# more sound problems cmi8738/c media mixer



## antoniette (Oct 21, 2000)

i still haven't fixed my sound problems i am running windows 98 and i have a cmi8738 sound card, here are the devices i see under the sound card

cmi8738/c3dx pci audio device
gameport joystick
wave device for voice modem

am i missing a device? i know when i tried to delete the sound and reload them, an error came up that said, i needed my windows 98 cd, to load up cmaud? not sure if thats correct...so im thinking maybe this file i dont have is not allowing me to get sound 

when i turn on my pc, a little icon comes up on the task bar , it is a c-media mixer, and the volumn control icon isnt even there, i tried going to multimedia icon in the control panel and i cant even check off, show volumn control in the task bar as it is greyed out.


my computer has sound when it starts up, but i cant hear anything when i try to watch videos online, the videos i can see, but there is no sound.

could it be i dont have an updated version of windows media? im stumped

thanks for any help


----------



## antoniette (Oct 21, 2000)

also when i open up windows media player 7, i can hear sound on videos, but not when im surfing e.g. you tube...is there a more updated version of windows media player i should have for windows 98..thanks


----------



## dr20 (Apr 11, 2003)

Hi antoniette since you're using the Creative soundcard you can go to their site and get an automatic driver download that will install the drivers as needed.

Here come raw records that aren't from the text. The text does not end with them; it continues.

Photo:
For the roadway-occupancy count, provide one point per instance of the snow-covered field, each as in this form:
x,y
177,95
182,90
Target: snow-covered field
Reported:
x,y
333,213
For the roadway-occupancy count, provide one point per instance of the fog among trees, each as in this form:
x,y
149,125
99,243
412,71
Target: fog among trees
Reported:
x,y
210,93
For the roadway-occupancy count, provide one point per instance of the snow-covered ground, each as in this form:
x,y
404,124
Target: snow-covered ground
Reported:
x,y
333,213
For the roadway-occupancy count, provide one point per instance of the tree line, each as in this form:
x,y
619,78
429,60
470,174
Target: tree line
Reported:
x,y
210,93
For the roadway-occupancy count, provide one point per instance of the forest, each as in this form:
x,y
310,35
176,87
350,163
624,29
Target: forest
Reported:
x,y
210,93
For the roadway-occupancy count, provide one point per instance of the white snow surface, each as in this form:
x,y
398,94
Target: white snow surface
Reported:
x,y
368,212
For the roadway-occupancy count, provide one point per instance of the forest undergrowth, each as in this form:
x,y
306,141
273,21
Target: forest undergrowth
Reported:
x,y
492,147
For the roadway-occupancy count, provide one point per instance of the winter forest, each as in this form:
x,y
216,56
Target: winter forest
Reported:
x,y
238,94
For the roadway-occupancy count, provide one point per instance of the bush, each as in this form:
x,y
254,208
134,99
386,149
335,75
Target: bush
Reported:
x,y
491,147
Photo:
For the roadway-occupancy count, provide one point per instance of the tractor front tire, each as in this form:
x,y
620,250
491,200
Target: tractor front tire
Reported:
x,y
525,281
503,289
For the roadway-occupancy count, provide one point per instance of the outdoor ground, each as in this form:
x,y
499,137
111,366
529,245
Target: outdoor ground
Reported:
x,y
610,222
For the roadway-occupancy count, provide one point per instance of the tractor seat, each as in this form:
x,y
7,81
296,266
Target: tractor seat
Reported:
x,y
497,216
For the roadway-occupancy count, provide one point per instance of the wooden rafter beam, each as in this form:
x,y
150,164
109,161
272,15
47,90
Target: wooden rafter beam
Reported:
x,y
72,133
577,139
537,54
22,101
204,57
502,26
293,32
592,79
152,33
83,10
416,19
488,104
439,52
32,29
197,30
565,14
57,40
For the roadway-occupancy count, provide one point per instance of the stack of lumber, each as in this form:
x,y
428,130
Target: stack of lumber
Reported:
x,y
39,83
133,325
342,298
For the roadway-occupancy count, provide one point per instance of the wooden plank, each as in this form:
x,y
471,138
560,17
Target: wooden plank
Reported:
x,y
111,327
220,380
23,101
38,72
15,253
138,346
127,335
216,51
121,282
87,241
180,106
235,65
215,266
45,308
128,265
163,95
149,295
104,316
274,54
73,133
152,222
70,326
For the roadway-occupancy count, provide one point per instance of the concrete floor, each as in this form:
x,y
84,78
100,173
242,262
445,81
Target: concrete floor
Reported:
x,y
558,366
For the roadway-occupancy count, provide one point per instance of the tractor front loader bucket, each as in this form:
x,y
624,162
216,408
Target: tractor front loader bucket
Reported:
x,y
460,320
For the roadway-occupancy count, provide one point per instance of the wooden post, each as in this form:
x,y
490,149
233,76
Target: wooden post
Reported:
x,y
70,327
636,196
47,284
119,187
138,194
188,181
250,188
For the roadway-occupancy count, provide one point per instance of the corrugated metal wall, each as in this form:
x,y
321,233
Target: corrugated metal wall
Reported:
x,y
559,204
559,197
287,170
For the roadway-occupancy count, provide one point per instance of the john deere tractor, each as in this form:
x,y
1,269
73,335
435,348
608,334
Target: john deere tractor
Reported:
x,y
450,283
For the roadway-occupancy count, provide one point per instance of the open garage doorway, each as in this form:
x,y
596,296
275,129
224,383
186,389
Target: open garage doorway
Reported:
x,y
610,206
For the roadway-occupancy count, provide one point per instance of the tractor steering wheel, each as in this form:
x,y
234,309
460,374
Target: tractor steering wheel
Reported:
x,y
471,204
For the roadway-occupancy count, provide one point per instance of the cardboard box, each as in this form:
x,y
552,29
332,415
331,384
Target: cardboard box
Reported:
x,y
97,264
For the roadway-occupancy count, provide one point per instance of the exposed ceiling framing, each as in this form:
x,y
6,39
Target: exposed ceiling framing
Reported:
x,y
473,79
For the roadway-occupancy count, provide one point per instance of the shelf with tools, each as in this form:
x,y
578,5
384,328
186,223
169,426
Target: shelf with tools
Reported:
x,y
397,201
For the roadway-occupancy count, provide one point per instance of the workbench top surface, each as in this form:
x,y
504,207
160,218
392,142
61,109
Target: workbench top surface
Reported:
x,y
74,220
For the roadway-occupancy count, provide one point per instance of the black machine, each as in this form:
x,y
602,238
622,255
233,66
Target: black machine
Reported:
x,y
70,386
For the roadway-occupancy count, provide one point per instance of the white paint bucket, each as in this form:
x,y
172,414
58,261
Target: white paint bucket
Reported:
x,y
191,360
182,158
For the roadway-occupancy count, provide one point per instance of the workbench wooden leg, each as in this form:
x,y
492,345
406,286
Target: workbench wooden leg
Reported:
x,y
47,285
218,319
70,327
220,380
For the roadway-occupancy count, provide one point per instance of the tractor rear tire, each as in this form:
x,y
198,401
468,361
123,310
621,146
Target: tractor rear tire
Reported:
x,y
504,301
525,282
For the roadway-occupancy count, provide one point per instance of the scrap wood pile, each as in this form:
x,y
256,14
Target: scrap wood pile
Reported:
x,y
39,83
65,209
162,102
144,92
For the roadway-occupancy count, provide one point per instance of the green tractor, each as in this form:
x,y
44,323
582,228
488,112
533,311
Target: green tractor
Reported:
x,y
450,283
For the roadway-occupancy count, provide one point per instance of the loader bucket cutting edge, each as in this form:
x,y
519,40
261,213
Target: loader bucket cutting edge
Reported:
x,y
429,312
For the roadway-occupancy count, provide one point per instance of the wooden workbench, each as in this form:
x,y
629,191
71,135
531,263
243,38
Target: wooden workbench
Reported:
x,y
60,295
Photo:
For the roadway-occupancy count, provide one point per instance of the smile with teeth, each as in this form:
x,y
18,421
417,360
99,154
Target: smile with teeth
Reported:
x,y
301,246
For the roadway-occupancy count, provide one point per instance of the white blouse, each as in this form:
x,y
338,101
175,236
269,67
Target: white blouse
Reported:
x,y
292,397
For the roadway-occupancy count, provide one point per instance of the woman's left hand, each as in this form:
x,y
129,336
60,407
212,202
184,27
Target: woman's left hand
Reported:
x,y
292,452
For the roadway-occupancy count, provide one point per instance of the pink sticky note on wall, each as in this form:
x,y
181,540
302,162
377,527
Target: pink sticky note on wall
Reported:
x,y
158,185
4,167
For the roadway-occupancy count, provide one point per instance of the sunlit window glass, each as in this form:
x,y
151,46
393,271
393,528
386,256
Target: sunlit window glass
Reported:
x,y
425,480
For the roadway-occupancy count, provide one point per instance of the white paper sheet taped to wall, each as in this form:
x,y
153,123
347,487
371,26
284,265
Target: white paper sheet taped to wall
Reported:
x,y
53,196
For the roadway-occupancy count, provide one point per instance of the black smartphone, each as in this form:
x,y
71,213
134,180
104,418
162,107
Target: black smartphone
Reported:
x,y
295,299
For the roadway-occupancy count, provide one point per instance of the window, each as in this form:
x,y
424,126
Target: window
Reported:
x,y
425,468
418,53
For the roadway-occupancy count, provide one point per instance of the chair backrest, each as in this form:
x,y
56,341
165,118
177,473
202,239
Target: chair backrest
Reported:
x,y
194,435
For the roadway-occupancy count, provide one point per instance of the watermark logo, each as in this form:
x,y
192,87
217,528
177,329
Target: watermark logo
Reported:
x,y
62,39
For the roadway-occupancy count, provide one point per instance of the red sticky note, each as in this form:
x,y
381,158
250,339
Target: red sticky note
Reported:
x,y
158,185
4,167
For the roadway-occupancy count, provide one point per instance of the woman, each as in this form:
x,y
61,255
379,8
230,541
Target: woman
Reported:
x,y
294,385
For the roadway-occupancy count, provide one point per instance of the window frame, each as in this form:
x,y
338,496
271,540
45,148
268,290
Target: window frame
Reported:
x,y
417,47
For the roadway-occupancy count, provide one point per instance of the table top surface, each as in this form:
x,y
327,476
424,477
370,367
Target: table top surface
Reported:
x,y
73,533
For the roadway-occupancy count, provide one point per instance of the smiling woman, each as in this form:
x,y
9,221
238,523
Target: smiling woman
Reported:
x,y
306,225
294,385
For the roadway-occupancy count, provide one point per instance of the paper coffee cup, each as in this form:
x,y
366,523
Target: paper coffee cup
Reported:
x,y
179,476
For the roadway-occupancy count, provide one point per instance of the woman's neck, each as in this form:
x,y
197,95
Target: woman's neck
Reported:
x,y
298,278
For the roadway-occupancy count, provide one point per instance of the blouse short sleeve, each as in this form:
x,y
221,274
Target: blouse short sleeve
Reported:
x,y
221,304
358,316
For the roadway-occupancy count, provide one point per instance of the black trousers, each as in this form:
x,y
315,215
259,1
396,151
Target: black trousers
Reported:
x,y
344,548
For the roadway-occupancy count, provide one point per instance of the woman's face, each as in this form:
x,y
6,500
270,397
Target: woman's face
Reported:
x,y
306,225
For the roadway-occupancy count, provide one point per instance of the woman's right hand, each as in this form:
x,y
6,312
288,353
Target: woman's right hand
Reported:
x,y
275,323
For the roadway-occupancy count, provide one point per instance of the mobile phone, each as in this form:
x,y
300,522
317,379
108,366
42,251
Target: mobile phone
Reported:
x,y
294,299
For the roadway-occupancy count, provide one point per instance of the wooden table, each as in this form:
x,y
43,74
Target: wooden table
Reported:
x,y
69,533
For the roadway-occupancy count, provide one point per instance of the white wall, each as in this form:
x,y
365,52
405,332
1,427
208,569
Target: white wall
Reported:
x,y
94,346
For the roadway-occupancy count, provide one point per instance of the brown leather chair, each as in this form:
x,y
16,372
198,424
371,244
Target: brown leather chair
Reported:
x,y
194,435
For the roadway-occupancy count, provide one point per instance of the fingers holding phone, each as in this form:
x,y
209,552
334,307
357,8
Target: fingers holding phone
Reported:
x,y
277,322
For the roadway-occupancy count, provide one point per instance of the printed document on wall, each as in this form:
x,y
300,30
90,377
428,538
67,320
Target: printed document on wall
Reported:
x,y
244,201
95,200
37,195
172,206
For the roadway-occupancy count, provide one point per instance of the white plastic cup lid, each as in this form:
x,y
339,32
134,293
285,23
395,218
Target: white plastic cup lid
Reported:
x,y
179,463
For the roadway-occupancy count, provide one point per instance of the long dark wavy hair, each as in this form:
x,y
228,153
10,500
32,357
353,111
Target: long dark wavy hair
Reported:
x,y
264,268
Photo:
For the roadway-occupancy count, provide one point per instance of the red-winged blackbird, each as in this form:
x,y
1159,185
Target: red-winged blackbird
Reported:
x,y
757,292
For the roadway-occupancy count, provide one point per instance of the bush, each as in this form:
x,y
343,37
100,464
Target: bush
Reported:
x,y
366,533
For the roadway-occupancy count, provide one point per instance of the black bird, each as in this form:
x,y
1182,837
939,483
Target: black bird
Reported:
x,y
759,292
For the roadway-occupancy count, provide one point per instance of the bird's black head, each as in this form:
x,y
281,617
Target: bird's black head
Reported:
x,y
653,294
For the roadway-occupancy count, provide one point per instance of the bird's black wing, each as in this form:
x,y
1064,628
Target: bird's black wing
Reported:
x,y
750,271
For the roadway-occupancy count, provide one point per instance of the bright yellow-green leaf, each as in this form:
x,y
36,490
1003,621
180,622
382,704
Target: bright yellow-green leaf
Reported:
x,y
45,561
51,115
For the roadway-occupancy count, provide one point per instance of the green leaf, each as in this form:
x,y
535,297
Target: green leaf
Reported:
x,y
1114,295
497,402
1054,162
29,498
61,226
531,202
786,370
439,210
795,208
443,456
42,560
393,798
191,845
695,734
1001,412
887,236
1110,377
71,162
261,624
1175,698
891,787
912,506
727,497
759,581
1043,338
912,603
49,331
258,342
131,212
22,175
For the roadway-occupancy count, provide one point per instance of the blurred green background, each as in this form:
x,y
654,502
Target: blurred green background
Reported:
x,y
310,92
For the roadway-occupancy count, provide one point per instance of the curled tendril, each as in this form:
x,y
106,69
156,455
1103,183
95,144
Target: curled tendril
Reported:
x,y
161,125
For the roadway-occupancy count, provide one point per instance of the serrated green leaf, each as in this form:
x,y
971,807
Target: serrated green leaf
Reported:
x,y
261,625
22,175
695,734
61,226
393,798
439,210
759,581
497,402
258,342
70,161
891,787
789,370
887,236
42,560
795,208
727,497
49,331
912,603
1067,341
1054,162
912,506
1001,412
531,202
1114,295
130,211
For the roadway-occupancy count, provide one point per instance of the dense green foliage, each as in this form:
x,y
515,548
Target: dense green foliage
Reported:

You'll have to use Internet Explorer as it doesn't appear to work with Firefox. Up on top where it asks "Would you like to use Creative's AutoUpdate service?" click on the AutoUpdate link and follow the instructions from there:

http://us.creative.com/support/downloads/


----------



## antoniette (Oct 21, 2000)

I did that it says i dont have any creative software


----------



## dr20 (Apr 11, 2003)

Is what you have currently installed the same card from a previous thread? It was a Creative Labs sound card model ct4750 correct?


----------



## antoniette (Oct 21, 2000)

no im back to trying to fix my original sound card...sorry for the confusion


----------



## dr20 (Apr 11, 2003)

Do you have the disk with the drivers on it that came with the soundcard?


----------



## antoniette (Oct 21, 2000)

no, this sound card is the sound card that came with my computer, it was preinstalled for me


----------



## dr20 (Apr 11, 2003)

You can download those drivers here:

http://www.driverslab.com/drivers/S...738_644-Windows_95_98_ME_NT_2000_XP/2806.html

Edit: The above link is a scan service similar to Creative's though I never used it. These are the actual drivers for your card:

http://www.download.com/C-Media-CMI...98-/3000-2120_4-10518533.html?cdlPid=10529745


----------